SFU Health Science professors Angela Kaida (2nd from left) and Robert Hogg (middle) with fellow HIV researchers.

New study finds previously incarcerated women with HIV less likely to adhere to HIV treatment

July 25, 2016
Print

By Ian Bryce

The British Columbia Centre for Excellence in HIV/AIDS (BCCfE) has released new research that finds previously incarcerated women with HIV are three times more likely to have poor adherence to combination anti-retroviral therapy than HIV positive women who have not been incarcerated.
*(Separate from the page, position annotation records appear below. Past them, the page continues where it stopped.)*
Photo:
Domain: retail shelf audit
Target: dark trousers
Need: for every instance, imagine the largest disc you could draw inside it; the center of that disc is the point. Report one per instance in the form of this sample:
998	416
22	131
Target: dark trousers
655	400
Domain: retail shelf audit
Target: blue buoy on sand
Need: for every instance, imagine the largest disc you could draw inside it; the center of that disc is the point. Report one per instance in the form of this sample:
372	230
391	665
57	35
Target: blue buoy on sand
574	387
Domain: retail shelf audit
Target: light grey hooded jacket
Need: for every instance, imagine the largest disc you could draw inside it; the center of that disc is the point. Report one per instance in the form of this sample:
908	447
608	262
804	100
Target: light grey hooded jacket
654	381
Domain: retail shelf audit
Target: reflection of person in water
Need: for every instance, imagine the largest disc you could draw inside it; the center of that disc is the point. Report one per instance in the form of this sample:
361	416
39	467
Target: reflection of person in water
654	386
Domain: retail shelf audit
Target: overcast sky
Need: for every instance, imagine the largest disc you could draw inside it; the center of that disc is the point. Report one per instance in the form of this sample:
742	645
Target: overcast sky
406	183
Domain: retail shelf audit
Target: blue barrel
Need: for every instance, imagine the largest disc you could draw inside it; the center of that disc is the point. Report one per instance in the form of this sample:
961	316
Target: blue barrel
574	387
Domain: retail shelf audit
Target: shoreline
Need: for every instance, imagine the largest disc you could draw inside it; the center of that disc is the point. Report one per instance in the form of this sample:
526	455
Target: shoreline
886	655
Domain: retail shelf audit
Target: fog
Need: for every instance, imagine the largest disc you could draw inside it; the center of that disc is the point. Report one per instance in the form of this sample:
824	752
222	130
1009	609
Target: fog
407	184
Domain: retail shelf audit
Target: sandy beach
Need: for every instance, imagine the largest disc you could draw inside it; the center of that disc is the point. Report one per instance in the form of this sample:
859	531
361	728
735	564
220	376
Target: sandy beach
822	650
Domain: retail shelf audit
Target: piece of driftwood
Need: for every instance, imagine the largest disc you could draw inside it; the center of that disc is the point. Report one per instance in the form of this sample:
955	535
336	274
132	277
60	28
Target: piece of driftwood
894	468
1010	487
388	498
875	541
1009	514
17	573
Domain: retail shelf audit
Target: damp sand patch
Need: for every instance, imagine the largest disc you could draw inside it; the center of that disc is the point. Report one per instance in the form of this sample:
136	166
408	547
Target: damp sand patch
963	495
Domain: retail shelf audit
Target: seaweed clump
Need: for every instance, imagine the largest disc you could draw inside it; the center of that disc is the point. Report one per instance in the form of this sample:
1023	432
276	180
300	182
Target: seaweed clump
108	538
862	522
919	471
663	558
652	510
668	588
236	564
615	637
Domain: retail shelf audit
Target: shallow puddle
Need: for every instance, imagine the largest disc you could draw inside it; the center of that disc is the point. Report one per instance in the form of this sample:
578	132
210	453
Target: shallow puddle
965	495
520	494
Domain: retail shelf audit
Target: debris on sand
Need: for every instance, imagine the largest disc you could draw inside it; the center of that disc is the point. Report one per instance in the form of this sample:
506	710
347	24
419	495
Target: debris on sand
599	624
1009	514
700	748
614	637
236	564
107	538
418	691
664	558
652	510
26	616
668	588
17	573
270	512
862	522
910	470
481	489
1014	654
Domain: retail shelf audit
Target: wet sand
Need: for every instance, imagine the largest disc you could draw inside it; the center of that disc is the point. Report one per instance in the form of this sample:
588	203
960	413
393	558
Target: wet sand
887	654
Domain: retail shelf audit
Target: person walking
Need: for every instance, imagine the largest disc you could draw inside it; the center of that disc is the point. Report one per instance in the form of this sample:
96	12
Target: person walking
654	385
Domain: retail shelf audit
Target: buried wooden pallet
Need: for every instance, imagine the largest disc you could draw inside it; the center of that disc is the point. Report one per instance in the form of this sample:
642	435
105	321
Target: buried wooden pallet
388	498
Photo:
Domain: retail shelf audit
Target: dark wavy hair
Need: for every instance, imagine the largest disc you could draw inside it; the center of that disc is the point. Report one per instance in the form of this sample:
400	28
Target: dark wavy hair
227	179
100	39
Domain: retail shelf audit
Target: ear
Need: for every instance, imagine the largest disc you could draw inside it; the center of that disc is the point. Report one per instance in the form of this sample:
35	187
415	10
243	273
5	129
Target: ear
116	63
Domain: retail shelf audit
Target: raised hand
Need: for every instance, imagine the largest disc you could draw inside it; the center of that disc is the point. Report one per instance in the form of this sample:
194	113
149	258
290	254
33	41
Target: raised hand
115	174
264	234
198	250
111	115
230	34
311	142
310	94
Simon Fraser University health sciences professor and principal investigator of the study at the BCCfE, Angela Kaida, presented the findings at the 21st International AIDS conference in Durban, South Africa.

The research comes from a survey conducted by Canadian HIV Women’s Sexual & Reproductive Health Cohort Study (CHIWOS), Canada’s largest multi-site community-based cohort study, with 1,425 women living with HIV enrolled in the provinces of British Columbia, Ontario and Quebec.

Key findings from the study include that 30 per cent of study participants had been incarcerated with six per cent having been incarcerated in the past year. Recently incarcerated women with HIV were three times as likely to be lower income and live in unstable housing than women who had never been incarcerated.

“This research shows the urgent need for programming that provides women with the necessary health and social supports following incarceration,” says SFU health sciences professor Robert Hogg, also a principal investigator of the study.

Access and adherence to combination antiretroviral therapy, the standard for HIV treatment, is critical for both individual health and HIV prevention efforts.

Over the last decade, HIV infection among women in Canada has increased. At the end of 2014, an estimated 16,800 Canadian women were living with HIV—almost double the estimate from 1999. The prevalence of HIV infection is much higher for incarcerated women and men in many countries, including Canada.

“Women living with HIV with incarceration history are among the most vulnerable and marginalized members of our community,” says Valerie Nicholson, an Indigenous woman living with HIV and co-Chair of the CHIWOS Community Advisory Board and Chair of the BC Positive Living Society.

“We must provide the support necessary to improve their health and minimize the damaging effects of the cycle of poverty, ill health, and incarceration,” she says.